Nos últimos 10 anos a Guiana virou a “menina dos olhos” da indústria petrolífera mundial. As reservas de petróleo descobertas no país amazônico principalmente pela estadunidense ExxonMobil também se tornaram o exemplo para os defensores da exploração de combustíveis fósseis na foz do Amazonas. Mais do que ter se tornado o novo “Eldorado” dos combustíveis fósseis no mundo, ao ponto de ser chamada de “a nova Dubai”, a Guiana confirma a regra da indústria de petróleo e gás fóssil. O PIB do país, um dos mais pobres do planeta, cresceu bastante com a expansão da produção petrolífera. Assim como também avançou a desigualdade social.
Os detalhes desta nova realidade para a Guiana são apresentados na 3ª reportagem da série “Até a última gota”, da InfoAmazonia, que mostra como a ExxonMobil aumentou seu controle sobre o país, com prejuízos socioambientais cada vez maiores. Antes, a série mostrou que a Amazônia se tornou a maior fronteira exploratória de petróleo no planeta nos últimos dois anos e que, no Brasil, petroleiras se aproveitam de brechas legais para manter áreas exploratórias na foz do Amazonas e em outras bacias amazônicas mesmo após o fim do prazo contratual.
Na Guiana, as denúncias indicam que a petroleira desrespeitou licenças ambientais para aumentar a produção e os lucros nos três campos ativos no bloco Stabroek, onde explora petróleo e gás fóssil desde 2015: Liza (Fase 1 e 2) e Payara. Juntas, essas áreas produzem 650 mil barris por dia. Com outros três campos já aprovados, a estimativa é chegar a 1,3 milhão de barris/dia em 2027. A investigação da InfoAmazonia, que esteve na Guiana em novembro de 2024, mostra que o governo tem flexibilizado normas ambientais, firmado contratos que favorecem as petroleiras e apoiado essas companhias em disputas judiciais.
“Nossas instituições foram capturadas pelos interesses estrangeiros. A Exxon não é a única, mas com certeza é a mais flagrante”, disse a ambientalista Sherlina Nageer, fundadora do Greenheart Movement, iniciativa que defende alternativas ao setor petrolífereo, e uma das principais vozes contrárias à exploração de combustíveis fósseis no país amazônico.
Entre as práticas da ExxonMobil questionadas por ambientalistas e pela Justiça está o gas flaring – queima de gás fóssil derivado da extração de petróleo. Um processo que libera grandes quantidades de dióxido de carbono e deixa escapar bastante metano, cujo efeito esteto é 80 vezes maior que o do CO₂.

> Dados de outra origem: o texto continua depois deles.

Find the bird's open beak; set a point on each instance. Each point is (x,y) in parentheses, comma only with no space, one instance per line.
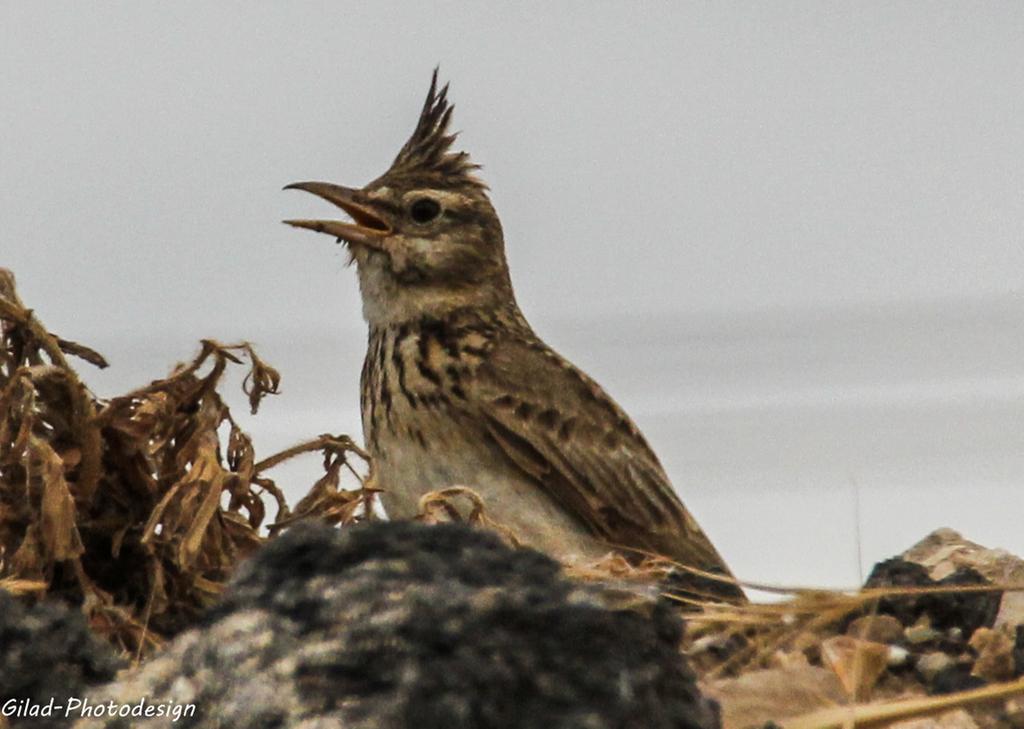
(367,227)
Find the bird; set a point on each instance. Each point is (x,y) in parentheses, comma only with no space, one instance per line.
(457,388)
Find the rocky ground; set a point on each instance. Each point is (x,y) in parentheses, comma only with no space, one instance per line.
(406,625)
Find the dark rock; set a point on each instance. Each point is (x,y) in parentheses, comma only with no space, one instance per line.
(400,625)
(898,572)
(1018,652)
(47,651)
(968,611)
(953,679)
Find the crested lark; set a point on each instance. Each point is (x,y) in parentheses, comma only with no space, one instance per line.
(456,387)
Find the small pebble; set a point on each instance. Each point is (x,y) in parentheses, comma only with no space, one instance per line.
(931,663)
(898,655)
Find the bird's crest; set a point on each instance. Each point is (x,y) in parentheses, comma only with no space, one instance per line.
(428,152)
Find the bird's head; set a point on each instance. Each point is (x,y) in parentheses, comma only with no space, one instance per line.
(424,236)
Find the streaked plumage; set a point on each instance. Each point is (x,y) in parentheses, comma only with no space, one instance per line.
(457,388)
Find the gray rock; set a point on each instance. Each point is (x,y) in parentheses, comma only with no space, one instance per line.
(393,626)
(47,652)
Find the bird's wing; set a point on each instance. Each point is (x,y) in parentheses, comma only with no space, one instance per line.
(559,426)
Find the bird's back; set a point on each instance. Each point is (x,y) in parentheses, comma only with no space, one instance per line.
(477,399)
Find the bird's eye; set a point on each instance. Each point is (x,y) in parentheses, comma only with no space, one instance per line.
(424,210)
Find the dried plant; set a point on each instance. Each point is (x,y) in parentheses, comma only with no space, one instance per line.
(136,508)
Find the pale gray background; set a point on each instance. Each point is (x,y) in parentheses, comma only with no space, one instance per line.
(787,238)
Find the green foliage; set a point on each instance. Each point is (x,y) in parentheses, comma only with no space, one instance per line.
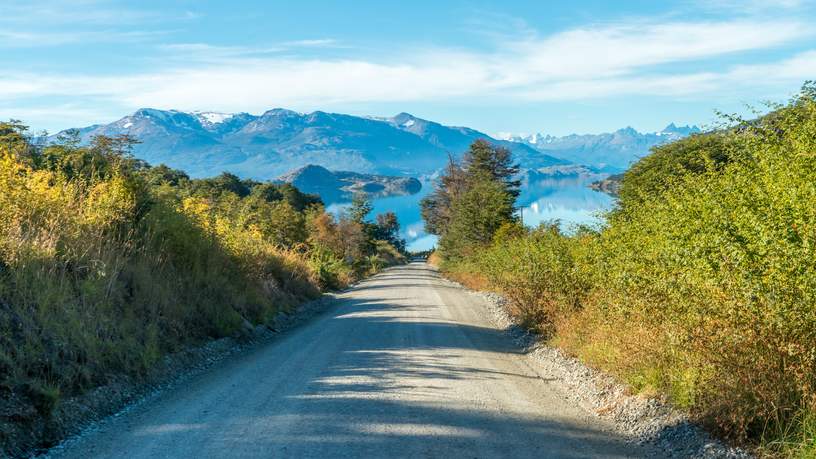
(472,201)
(360,208)
(702,284)
(108,264)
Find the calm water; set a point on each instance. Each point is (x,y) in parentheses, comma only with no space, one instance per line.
(569,201)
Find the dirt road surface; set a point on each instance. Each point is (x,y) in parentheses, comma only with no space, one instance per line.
(403,365)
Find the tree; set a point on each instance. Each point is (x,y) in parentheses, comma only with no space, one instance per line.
(484,161)
(475,217)
(472,200)
(436,207)
(360,208)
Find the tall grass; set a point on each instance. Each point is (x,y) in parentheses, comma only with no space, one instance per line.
(107,265)
(699,287)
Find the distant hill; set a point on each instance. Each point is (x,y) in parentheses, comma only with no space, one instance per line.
(266,146)
(611,152)
(334,185)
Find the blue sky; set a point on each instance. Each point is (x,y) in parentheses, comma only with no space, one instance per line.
(509,66)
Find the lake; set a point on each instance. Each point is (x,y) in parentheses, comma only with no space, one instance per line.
(570,201)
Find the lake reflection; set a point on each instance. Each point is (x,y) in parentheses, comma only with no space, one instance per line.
(570,201)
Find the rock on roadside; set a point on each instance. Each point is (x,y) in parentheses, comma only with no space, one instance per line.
(88,412)
(640,419)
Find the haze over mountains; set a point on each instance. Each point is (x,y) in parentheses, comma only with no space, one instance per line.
(611,152)
(266,146)
(335,186)
(279,141)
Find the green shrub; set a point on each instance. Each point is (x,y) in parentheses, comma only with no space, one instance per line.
(701,285)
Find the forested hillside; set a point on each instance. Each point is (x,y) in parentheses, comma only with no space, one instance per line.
(699,287)
(107,264)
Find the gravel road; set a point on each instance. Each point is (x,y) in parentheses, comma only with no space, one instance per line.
(402,365)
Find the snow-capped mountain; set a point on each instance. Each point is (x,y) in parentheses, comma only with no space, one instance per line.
(613,152)
(280,140)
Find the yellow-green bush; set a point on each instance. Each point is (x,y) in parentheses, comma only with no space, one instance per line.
(107,264)
(702,283)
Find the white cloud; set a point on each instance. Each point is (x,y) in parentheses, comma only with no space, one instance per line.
(588,62)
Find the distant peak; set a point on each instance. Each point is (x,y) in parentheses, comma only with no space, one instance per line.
(628,130)
(281,112)
(152,112)
(212,117)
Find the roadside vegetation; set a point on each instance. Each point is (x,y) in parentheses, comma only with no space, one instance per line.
(108,264)
(700,286)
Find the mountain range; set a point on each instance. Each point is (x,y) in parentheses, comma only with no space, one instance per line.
(336,186)
(278,141)
(610,152)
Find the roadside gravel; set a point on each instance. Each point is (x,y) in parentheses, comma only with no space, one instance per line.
(79,416)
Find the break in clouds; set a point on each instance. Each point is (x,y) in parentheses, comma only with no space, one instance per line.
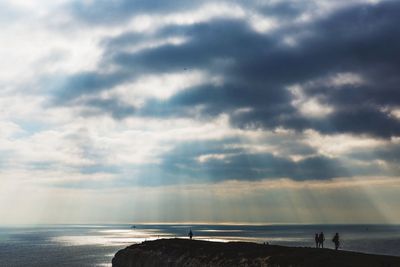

A partir de dados da SkyTruth, plataforma que monitora via satélite atividades prejudiciais ao meio ambiente, o Instituto Arayara calculou o impacto dessas ocorrências. Entre 2019 e 2023, a petroleira queimou 687 milhões de m3 de gás fóssil na Guiana, liberando 1,32 milhão de toneladas de CO₂ na atmosfera. O volume equivale às emissões anuais de 287 mil carros e posiciona o país como o 2º maior emissor de GEE por flaring na Amazônia, atrás apenas do Equador.
Há problemas também no acordo entre a Exxon e o governo guianense, que foi negociado a portas fechadas em 2016 e permaneceu em sigilo até 2017. O contrato estabelece que até 75% da receita bruta mensal da produção pague os custos das empresas. O que sobra é dividido igualmente entre o governo e o consórcio, resultando em 12,5% da receita para a Guiana. Os royalties serão de apenas 2%. No Brasil, a alíquota pode chegar a 15%, enquanto nos Estados Unidos a taxa foi recentemente atualizada para mais de 16%.
Enquanto isso, moradores de comunidades costeiras e indígenas no entorno da capital, Georgetown, estão divididos e apreensivos. Pescadores relatam que a extração de petróleo trouxe uma série de desafios à atividade. Citam que o intenso tráfego de navios e a vibração causada pelas operações em alto mar afastam os cardumes, enquanto a entrada massiva de peixe importado com a chegada de mais estrangeiros, oferecido a preços muito baixos, intensificou a concorrência desleal e reduziu a demanda pelo pescado local.